See those little black tabs? Press in a bit to release and the red cap comes off the front.
Then you will get a better view on the female pins and the wipers that actually make the contact on the male pins when plugged into the controller.

I like to use an allen wrench inserted into the female pin (use a size fairly small so you aren’t re-spreading the wipers) and push the whole pin/wire/allen wrench assembly out the back. Leave the allen wrench in place so it helps align the pin when putting it all back in place.

Once out/removed- the pin will look like this:


Very gently, push on the 3 wipers so they are inset and almost touching each other in the center. I use a pick or a tiny screwdriver, and magnifier headset for these old eyeballs.
** This is very delicate work, so take your time **

Also note that your rubber seal seems to be all twisted up(I can see it in your picture). See if you can get that out of the groove and straighten it out.

Thank you.
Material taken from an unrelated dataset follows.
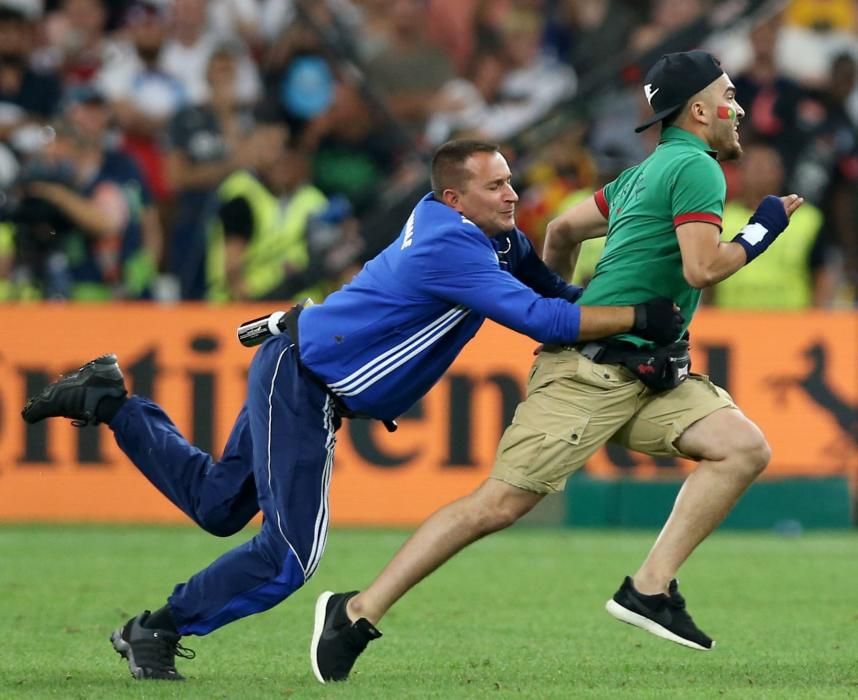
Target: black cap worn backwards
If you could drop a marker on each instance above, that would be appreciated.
(674, 79)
I popped off the red thing. The spots that I thought were suspect actually just didn’t have female pins, they were blank. None of the pins looked abnormal to me but I did press in the wipers on each of the female pins in the connector, especially paying attention to 14, 15, 16.

That seems to have cleared the -82 from happening and gave me speed on the dash again. I drove it around and up and down the road a bit and it was all fine. Thanks for the help.